É estimulante ver instituições influentes do meio acadêmico brasileiro avançarem e difundirem a discussão sobre ciência aberta, particularmente neste período de reedificação de algumas das instituições científicas nacionais. Nada impede, naturalmente, que se possa tecer algumas críticas, a maioria das quais pode ser facilmente solucionada.
Nota-se que o documento, produzido por um grupo de trabalho interno, por hora não possui um DOI para ser referenciado pois não se encontra arquivado, não possui uma licença aberta para permitir a difusão, a tradução ou o reemprego de seus conteúdos originais, e não disponibiliza a versão fonte para facilitar o reemprego e a acessibilidade. Também não está disponível em português, língua oficial do país, o que pode limitar seu uso na defesa de políticas científicas nacionais perante atores não acadêmicos, enquanto documentos como este em inglês são abundantes.

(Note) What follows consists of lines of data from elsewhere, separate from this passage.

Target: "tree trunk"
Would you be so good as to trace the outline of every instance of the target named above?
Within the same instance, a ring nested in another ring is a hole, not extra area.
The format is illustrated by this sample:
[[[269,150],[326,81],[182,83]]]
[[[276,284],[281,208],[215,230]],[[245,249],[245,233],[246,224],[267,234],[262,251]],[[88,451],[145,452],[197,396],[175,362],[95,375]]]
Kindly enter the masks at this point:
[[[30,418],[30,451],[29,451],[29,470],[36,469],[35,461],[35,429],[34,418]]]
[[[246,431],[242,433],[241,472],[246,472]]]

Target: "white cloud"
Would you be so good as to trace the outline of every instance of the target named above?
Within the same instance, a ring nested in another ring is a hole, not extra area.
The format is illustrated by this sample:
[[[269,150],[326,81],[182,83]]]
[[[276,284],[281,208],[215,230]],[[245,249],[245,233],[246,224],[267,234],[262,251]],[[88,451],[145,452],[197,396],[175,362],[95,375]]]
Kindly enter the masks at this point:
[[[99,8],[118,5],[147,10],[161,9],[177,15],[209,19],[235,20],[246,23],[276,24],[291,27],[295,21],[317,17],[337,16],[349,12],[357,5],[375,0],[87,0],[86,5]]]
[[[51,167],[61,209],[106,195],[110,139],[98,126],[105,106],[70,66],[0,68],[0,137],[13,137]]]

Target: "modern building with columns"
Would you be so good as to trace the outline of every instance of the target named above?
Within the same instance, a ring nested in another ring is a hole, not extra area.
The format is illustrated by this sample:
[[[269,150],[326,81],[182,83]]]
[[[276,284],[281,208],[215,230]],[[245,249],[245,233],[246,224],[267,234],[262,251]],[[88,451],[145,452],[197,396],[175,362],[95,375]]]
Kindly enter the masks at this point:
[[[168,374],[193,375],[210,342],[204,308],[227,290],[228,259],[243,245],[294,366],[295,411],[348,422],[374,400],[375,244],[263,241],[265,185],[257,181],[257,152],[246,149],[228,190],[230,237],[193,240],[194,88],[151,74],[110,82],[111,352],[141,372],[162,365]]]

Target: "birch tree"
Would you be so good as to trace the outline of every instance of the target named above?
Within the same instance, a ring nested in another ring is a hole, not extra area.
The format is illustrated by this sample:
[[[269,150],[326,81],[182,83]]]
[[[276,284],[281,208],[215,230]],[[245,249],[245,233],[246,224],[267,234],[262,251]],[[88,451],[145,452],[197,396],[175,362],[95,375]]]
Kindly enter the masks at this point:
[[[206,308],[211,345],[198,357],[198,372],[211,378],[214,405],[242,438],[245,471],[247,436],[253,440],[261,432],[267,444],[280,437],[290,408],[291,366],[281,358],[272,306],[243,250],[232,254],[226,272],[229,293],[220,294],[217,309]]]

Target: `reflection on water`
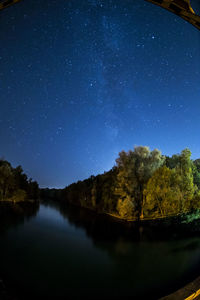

Já em termos de conteúdo, é possível observar em alguns temas uma certa falta de “zeitgeist”. Sem querer particularizar, me permito destacar uma questão em ciência cidadã e outra em acesso aberto. Sobre a primeira, o texto apresenta uma visão enviesada do que se passa nas ciênciais sociais, desconhecendo uma possível maioria de correntes internacionalmente vibrantes apoiadas em Pesquisa Ação Participativa, prática surgida do trabalho de Paulo Freire no próprio Brasil, e que são reconhecidas como referência e exemplo para a ciência cidadã nas ciências sociais e humanas mundo afora[1,2].
Quanto ao acesso aberto, o texto omite o importante esforço de coordenação internacional pela dita “via diamante”[3], única que ainda propõe um caminho crível, ainda que desafiador, para acabar com o grotesco desvio mundial de verba pública destinada à ciência imposto pela posição estratégica dos editores hegemônicos. Isso pois a experiência dos últimos 20 anos evidencia que a via das APCs (taxas de processamento de artigos) avançou o acesso, mas amplificou os gastos com publicação e as margens de lucros das grandes editoras, junto a outras mazelas[4,5]. E vale lembrar que a via diamante se inspira de experiências latinoamericanas de infraestruturas públicas mencionadas no texto, como SciELO e Redalyc, cujas revistas infelizmente vem sofrendo pressões diversas para adotar APCs por falta de políticas públicas adequadas.
O lançamento ocorreu durante um webinário com apresentações dos autores seguidas por um rico debate abrangendo desafios humanos e infraestruturais particulares ao cenário brasileiro. O documento e a gravação do webinário podem ser acessados a partir de um post com resumos das intervenções, no site da Academia Brasileira de Ciências: Webinário e lançamento de documento sobre Ciência Aberta.